ゼウスと蜜蜂
イソップ寓話
空の上、神様たちが住んでいるオリンポス山でのことです。
一匹の賢いミツバチが、それはそれは素晴らしい蜂蜜を作りました。黄金色に輝いて、甘くてとろーり。ミツバチは「この最高の蜂蜜を、偉大なゼウス様に差し上げよう!」と思いました。
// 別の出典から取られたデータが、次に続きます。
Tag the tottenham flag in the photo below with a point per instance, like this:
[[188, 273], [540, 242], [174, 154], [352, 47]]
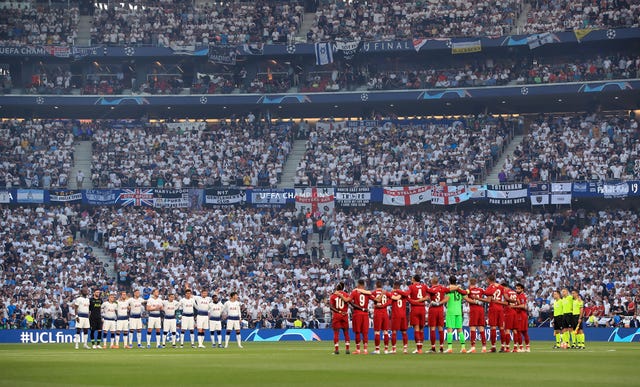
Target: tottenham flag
[[324, 55]]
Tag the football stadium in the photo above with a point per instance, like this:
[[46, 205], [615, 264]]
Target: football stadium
[[319, 192]]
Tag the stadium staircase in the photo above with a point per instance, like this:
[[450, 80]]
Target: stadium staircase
[[84, 30], [492, 177], [307, 23], [289, 169], [522, 19], [562, 238], [81, 161]]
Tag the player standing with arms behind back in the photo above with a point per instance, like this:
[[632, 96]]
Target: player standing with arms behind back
[[418, 294], [381, 317], [154, 308], [476, 315], [454, 314], [232, 310], [339, 318], [136, 307], [81, 308], [399, 317]]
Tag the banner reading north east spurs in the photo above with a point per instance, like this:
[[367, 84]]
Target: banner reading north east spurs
[[315, 200]]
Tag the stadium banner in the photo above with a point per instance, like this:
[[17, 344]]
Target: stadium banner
[[561, 193], [30, 196], [466, 47], [449, 194], [222, 54], [409, 45], [539, 194], [353, 197], [63, 196], [271, 198], [315, 200], [171, 198], [136, 197], [406, 196], [507, 194], [224, 197], [7, 196], [65, 336], [100, 197]]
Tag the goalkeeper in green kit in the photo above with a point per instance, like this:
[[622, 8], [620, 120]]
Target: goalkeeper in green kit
[[454, 314]]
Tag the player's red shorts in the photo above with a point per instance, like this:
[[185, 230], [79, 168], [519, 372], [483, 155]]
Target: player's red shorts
[[360, 322], [509, 318], [381, 320], [340, 321], [418, 317], [495, 317], [436, 316], [522, 322], [399, 323], [476, 317]]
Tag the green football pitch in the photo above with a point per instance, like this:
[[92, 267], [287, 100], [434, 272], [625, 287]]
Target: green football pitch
[[313, 364]]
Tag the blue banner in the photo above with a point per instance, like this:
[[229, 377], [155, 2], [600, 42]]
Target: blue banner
[[60, 336]]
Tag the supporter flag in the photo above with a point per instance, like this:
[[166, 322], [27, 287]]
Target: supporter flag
[[537, 40], [581, 33], [507, 194], [539, 194], [450, 194], [324, 54], [406, 196], [418, 43], [316, 200], [466, 47], [560, 193]]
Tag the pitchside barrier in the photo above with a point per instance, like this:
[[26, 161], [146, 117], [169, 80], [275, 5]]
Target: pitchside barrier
[[54, 336]]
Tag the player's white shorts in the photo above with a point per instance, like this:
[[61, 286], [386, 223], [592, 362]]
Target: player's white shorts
[[187, 323], [202, 322], [233, 325], [215, 325], [122, 325], [135, 323], [154, 323], [169, 324], [83, 323], [109, 326]]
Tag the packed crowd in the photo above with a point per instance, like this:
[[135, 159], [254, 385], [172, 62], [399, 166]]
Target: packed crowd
[[560, 15], [39, 24], [500, 72], [181, 23], [42, 266], [238, 153], [37, 153], [422, 152], [588, 147], [397, 20], [601, 258], [273, 259]]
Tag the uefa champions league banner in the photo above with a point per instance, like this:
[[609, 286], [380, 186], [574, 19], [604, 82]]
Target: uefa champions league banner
[[66, 336]]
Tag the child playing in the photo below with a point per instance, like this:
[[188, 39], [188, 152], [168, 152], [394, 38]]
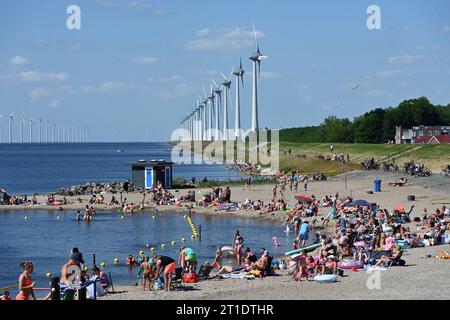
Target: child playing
[[6, 296], [301, 269], [147, 273]]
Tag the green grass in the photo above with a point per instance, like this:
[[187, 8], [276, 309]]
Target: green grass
[[434, 156]]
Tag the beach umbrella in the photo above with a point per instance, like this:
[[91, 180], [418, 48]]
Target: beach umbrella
[[304, 198], [359, 203]]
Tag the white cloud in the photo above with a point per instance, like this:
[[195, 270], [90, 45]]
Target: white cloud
[[405, 59], [179, 90], [36, 76], [142, 5], [39, 93], [305, 93], [205, 73], [41, 76], [392, 73], [19, 61], [224, 38], [145, 60], [54, 103], [269, 75], [109, 87]]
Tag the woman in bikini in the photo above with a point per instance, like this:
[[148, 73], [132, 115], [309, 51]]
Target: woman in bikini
[[147, 273], [238, 242], [26, 283]]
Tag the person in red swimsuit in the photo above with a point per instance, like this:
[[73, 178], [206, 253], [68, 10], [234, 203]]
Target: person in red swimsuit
[[26, 283]]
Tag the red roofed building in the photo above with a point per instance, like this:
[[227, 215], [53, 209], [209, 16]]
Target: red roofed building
[[433, 139], [423, 135]]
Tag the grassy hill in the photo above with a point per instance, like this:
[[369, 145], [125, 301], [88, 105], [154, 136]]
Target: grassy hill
[[433, 156]]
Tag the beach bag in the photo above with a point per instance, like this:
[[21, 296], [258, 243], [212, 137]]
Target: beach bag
[[190, 277]]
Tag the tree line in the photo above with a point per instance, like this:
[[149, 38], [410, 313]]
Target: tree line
[[375, 126]]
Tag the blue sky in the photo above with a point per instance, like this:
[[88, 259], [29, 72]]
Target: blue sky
[[136, 67]]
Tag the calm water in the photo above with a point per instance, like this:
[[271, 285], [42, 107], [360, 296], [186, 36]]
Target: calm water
[[41, 168], [47, 241]]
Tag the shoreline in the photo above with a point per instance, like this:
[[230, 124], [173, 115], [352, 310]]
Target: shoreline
[[421, 278]]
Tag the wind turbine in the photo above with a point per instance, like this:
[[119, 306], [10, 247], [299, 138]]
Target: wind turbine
[[218, 92], [53, 131], [211, 99], [227, 85], [11, 119], [31, 130], [1, 131], [200, 119], [22, 122], [208, 116], [46, 131], [239, 73], [39, 130], [256, 57]]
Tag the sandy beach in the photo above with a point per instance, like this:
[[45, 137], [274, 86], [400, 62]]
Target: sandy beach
[[422, 278], [430, 193]]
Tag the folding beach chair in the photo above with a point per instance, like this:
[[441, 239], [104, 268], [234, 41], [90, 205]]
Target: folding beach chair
[[205, 270], [177, 279]]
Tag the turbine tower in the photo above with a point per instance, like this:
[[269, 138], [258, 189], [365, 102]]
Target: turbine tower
[[39, 130], [46, 131], [239, 73], [53, 131], [1, 131], [218, 92], [22, 122], [227, 85], [200, 119], [11, 120], [31, 130], [256, 57], [211, 99]]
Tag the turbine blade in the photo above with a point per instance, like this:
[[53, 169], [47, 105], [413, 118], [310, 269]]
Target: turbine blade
[[231, 73], [256, 40]]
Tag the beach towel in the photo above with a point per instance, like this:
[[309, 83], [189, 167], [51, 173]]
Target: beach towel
[[242, 275]]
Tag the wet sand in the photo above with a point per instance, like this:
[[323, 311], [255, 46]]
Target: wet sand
[[421, 278]]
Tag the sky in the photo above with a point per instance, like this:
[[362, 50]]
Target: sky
[[135, 68]]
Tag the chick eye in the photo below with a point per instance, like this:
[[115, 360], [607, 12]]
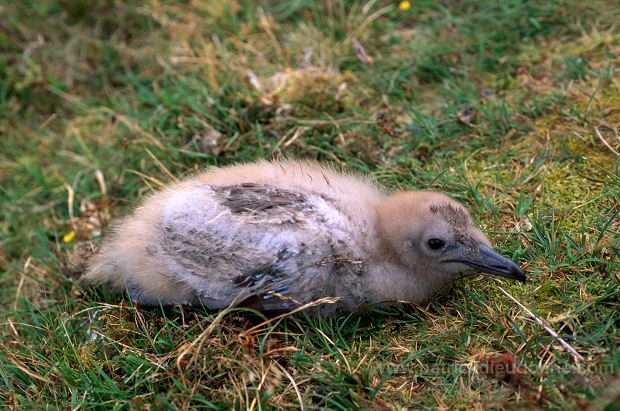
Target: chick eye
[[436, 244]]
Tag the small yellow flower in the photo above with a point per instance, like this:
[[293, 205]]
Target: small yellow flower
[[69, 237], [404, 5]]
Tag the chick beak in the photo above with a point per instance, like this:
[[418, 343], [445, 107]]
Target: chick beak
[[489, 261]]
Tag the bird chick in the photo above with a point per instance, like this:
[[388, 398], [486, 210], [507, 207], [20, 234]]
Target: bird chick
[[277, 235]]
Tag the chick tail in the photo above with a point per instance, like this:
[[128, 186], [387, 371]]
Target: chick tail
[[102, 271]]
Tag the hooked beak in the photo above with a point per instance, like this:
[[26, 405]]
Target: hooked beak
[[490, 262]]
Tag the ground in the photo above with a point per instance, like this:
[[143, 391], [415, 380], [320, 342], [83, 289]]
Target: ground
[[512, 107]]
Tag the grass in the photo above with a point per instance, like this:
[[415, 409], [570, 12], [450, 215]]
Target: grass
[[499, 104]]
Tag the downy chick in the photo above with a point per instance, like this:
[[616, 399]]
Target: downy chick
[[276, 235]]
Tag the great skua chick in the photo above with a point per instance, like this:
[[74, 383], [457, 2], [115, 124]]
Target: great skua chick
[[277, 235]]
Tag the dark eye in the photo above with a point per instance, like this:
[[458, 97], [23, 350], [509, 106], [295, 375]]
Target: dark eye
[[436, 244]]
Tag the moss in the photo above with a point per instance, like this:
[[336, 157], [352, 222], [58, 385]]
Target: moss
[[321, 90]]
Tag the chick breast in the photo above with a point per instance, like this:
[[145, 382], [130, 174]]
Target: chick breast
[[268, 247]]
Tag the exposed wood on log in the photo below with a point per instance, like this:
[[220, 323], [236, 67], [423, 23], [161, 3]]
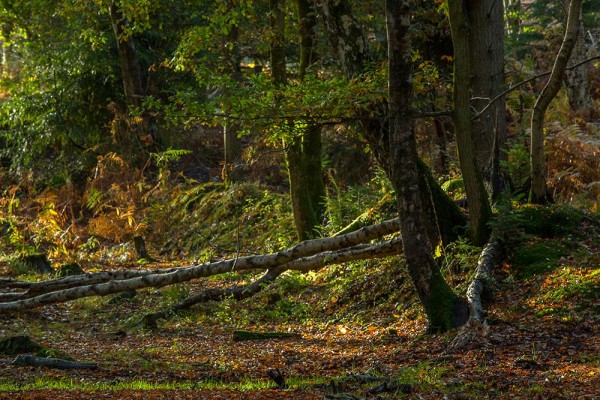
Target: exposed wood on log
[[52, 362], [303, 249], [476, 327]]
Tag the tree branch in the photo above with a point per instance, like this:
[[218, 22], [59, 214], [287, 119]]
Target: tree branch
[[178, 275], [526, 81]]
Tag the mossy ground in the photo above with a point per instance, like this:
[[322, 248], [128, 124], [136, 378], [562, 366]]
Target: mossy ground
[[355, 319]]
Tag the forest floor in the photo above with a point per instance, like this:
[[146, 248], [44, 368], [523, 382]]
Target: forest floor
[[362, 335]]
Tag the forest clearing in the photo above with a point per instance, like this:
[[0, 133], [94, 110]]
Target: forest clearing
[[326, 199]]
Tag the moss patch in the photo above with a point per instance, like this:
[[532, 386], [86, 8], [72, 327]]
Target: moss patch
[[549, 222], [22, 344], [537, 258]]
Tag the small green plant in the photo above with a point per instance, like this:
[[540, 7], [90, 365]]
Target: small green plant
[[537, 258], [517, 166], [164, 159]]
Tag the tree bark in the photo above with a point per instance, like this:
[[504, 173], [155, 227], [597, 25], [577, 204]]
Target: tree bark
[[131, 74], [578, 79], [537, 150], [143, 279], [346, 36], [486, 44], [231, 143], [303, 152], [444, 309], [480, 211]]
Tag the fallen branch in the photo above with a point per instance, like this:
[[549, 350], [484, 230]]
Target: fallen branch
[[178, 275], [52, 362], [304, 264]]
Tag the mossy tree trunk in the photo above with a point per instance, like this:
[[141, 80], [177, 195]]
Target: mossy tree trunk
[[131, 75], [303, 152], [486, 41], [578, 79], [479, 207], [353, 51], [538, 157], [444, 309], [231, 143]]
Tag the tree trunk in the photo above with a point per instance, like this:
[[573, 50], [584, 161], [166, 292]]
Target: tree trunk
[[303, 152], [479, 208], [486, 42], [231, 143], [299, 174], [131, 73], [305, 256], [444, 309], [538, 159], [346, 37], [578, 79]]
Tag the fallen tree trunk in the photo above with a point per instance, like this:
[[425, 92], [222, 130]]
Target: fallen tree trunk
[[304, 264], [144, 279], [52, 362], [482, 283]]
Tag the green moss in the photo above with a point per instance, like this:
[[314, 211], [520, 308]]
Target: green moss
[[537, 258], [550, 222], [444, 309], [15, 345]]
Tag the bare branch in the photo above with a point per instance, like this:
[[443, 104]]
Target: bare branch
[[526, 81], [178, 275]]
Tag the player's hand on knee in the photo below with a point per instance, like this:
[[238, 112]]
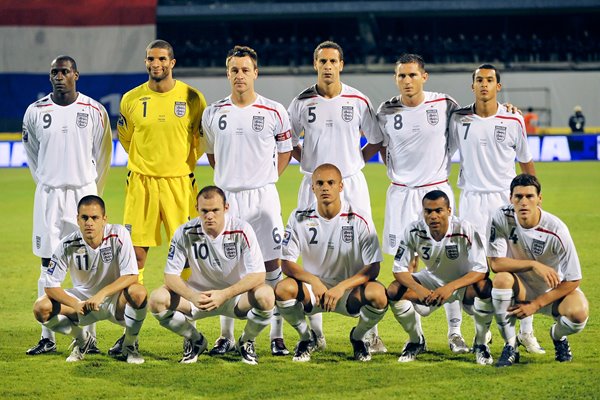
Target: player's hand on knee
[[549, 275]]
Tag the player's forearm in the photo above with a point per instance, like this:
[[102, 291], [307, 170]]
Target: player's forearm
[[505, 264], [245, 284], [564, 288], [466, 280], [59, 295], [178, 285], [366, 274], [283, 159]]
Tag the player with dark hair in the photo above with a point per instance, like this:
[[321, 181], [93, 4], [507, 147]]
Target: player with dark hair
[[248, 143], [537, 270], [456, 270], [340, 263], [489, 138], [68, 143], [415, 149], [103, 269], [333, 116], [227, 278]]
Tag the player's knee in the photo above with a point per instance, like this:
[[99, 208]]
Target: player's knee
[[287, 289], [137, 295], [42, 309], [503, 280], [159, 300], [264, 297], [375, 294]]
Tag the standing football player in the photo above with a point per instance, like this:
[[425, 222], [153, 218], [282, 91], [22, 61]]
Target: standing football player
[[248, 143], [333, 116], [68, 142], [537, 270], [489, 138]]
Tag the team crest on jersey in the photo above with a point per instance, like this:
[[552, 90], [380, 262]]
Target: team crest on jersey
[[230, 250], [399, 253], [180, 107], [347, 233], [452, 251], [82, 119], [106, 254], [500, 133], [258, 123], [347, 113], [392, 238], [537, 247], [433, 117]]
ブーンブーンと羽を鳴らして、ミツバチはオリンポス山へ。
ゼウス様は、ミツバチが持ってきた蜂蜜を壺からちょっぴり指ですくって、ぺろり。
「おお、これはなんと美味しい蜂蜜じゃ!素晴らしい!褒美をあげよう。何が欲しいかな?」
ゼウス様はにっこりしました。
ミツバチは嬉しくなって言いました。
「ゼウス様、ありがとうございます!実は、お願いがあるのです。私が一生懸命作ったこの蜂蜜を、人間たちがよく盗みに来るのです。どうか、彼らを追い払うための、チクッと刺せる強い武器をくださいませんか?」
それを聞いたゼウス様の顔が、少し曇りました。
「ほう、武器とな。それは誰かを傷つけるためのものか…うーむ。」
ゼウス様は少し考えた後、こう言いました。
「よかろう。お前に小さな針を授けよう。だが、よくお聞き。その針を一度でも誰かに使えば、お前自身もその場で命を失うことになるのだ。」
ミツバチはびっくり!そして、ちょっぴり悲しくなりました。
自分の大切なものを守りたいだけだったけれど、誰かを傷つけることを願ったせいで、自分も危険な目に遭うことになったのですから。
それからというもの、ミツバチは本当に必要な時以外は、決して針を使わないようになったそうですよ。人を困らせようとすると、結局は自分にも良くないことが返ってくる、ということかもしれませんね。